ACM训练二C题

kmp对我真无奈，我对kmp真苦恼。就是个算法嘛，我以为凭我脖子上的东西可以搞定，现在好了--搞得我头都大了。要我写个啥next的值，五个字：那都不是事。一到啥实际应用吧，我意识不行了，搞不清next到底有什么作用，能干什么。就好比见到了二分啊--

此题的意思呢，我弄了很久，其实是找相同串，比如ACMACMACMACMACMA，从后往前看next就行了，比如最后一个next[15] = 13，代表前13个字符串和后13位相同，直接用总长16 - 13 = 3，为一个解，接下来看next[13]了，一直这样找出结果，输出时一定注意格式，我交了4次全错在这里。

For each prefix with length P of a given string S,if

S[i]=S[i+P] for i in [0..SIZE(S)-p-1],

then the prefix is a “period” of S. We want to all the periodic prefixs.

Input

Input contains multiple cases.

The first line contains an integer T representing the number of cases. Then following T cases.

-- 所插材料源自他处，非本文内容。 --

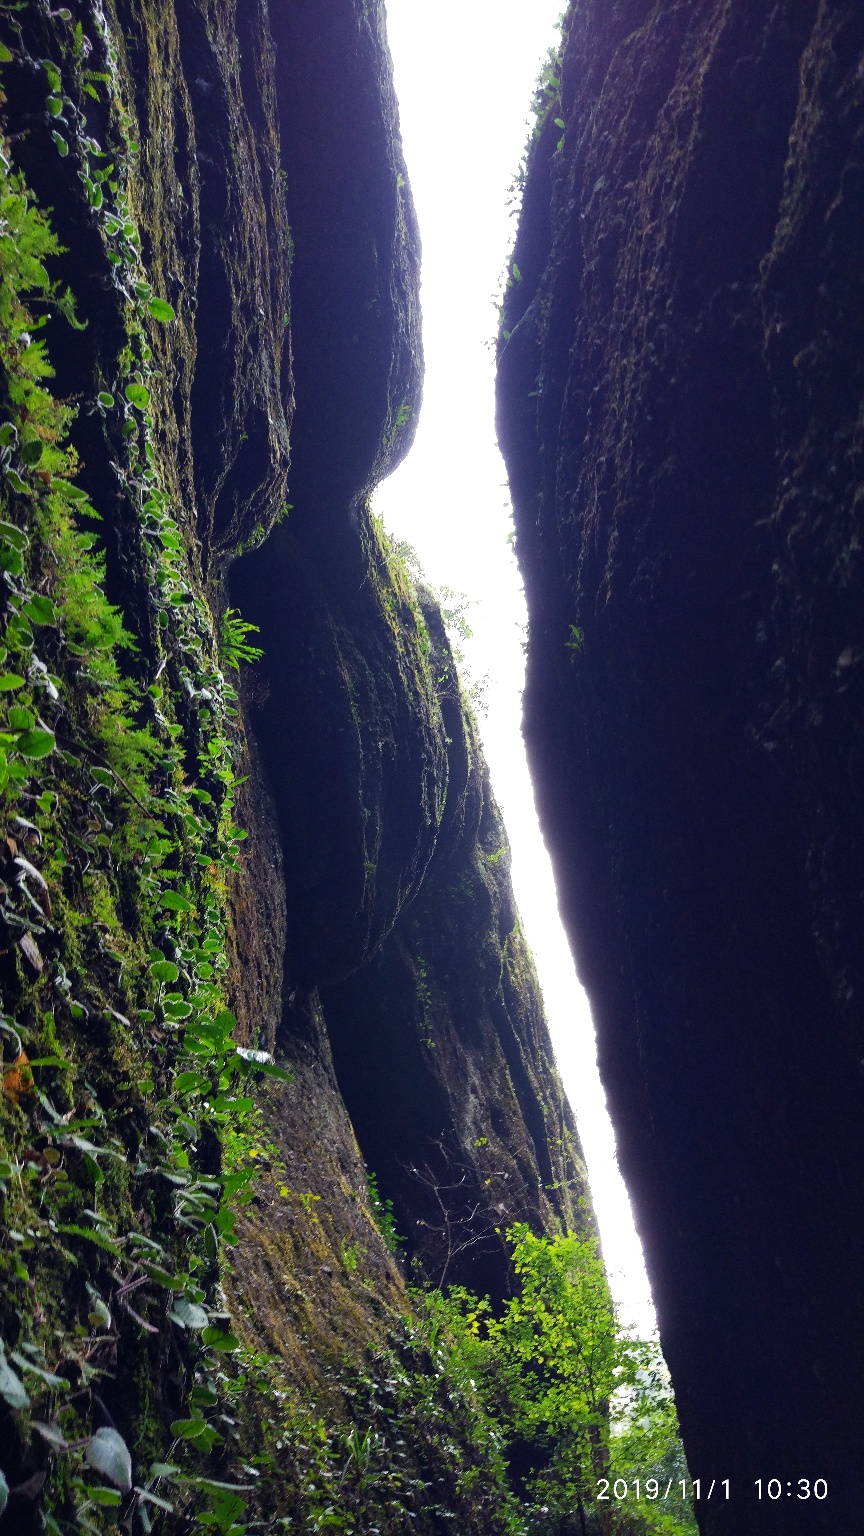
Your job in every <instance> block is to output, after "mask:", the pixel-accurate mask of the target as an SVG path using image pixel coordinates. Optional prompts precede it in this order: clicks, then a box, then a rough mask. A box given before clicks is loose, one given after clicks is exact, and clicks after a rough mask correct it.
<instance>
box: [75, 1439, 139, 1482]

Each test case contains a string S (1 <= SIZE(S) <= 1000000),represents the title.S consists of lowercase ,uppercase letter.

Output

For each test case, first output one line containing "Case #x: y", where x is the case number (starting from 1) and y is the number of periodic prefixs.Then output the lengths of the periodic prefixs in ascending order.

Sample Input

4
ooo
acmacmacmacmacma
fzufzufzuf
stostootssto

Sample Output

Case #1: 3
1 2 3
Case #2: 6
3 6 9 12 15 16
Case #3: 4
3 6 9 10
Case #4: 2
9 12

#include <iostream>
#include<cstring>
using namespace std;

int a[1000100],next[1000100];
int m;
char s[1000100];
void getNext()
{
    int j;
    next[0] = 0; next[1] = 0;
    for(int i = 1;i < m;i++)
    {
        j = next[i];
        while(j && s[i]!=s[j])
        {
            j = next[j];
        }

        next[i+1] = s[i] == s[j]?j+1:0;

    }
}

int main()
{
    int n,count,where = 1;
    cin >> n;
    while(n--)
    {

        cin >> s;
        m = strlen(s);
               // cout<< m;
        count = 0;
        int t = m;
        getNext();

        while(next[m])
        {
            a[count++] = t - next[m];
            m = next[m];
        }



        cout << "Case #" << where <<": " << count+1 << endl;

        where++;
        for(int i = 0;i < count ;i++)
        {

            cout << a[i] << " ";
        }
        cout <<t << endl;
    }
    return 0;
}